But I do not have the mind nor the patience to do enough studying or playing to rise above the level at which I used to play as a young boy with my father, who took pleasure in regularly "mating" me (speak about metaphors!) in Guinness-Book-of-Records' time.

I was inspired to think again about chess after moving on to the second volume of James MacGregor Burns' excellent biography of Franklin Roosevelt, The Solider of Freedom

Writing about FDR's strategic style, Burns compared Roosevelt's moves to those of chess's knights and not to the king's, which is surprising since so many of FDR's opponents and haters claimed that he aspired to be an American monarch. 

Middling knight's moves are dramatically different from those permitted the all-important king's--one measly space at a time in any direction, though not into check, into peril. Burns compared Roosevelt not to a ruler but to the unpredictably eccentric knight, the sole piece that moves in two directions at the same time and with the sanction--again the only piece permitted to do so--in its asymmetrical, staggered way, to leap over other pieces, in all directions, over friend and foe alike, and over white as well as black pieces. 

Here from Burns, comparing FDR with Hitler--
Grounded in the security of doting parents, fixed home, social class, family traditions, Roosevelt could not easily gauge this product [Hitler] of social void and revolutionary turmoil. Hitler had lacked a home, but had found a new home in the Nazi party, in its ideas, and comradeship. Though Hitler knew how to use the carrot as well as the stick, he had become a terrible simplifier. While Roosevelt proceeded with a series of knights' moves, bypassing, overleaping, encircling, Hitler went right for his prey--opposition parties, Nazi dissidents, Jews, small nations.
But as quirkily strategic as knights may be, researching a bit, I learned that they are especially vulnerable to lowly pawns. Here, from something I turned up--
Since knights can easily be chased away by pawn moves, it is often advantageous for knights to be placed in holes [a square that a player cannot hold with his or her own pawn] in the enemy position as outposts--squares where they cannot be attacked by pawns. Such a knight on the fifth rank [there are eight ranks in total] is a strong asset, and one on the sixth may exercise as much power [as the usually much more powerful] rook.

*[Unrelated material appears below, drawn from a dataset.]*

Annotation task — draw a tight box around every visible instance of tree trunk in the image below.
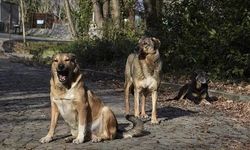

A knight at the edge or corner of the board controls fewer squares than one on the board's interior, thus the saying, "A knight on the rim is dim!"
Thinking and acting as a knight served FDR well as he confronted enemies domestic and foreign. For the rest of us just attempting to make it through life while pursuing happiness, thinking and acting more like knights--with their capacity to bypass, leap, and circle--sounds about right.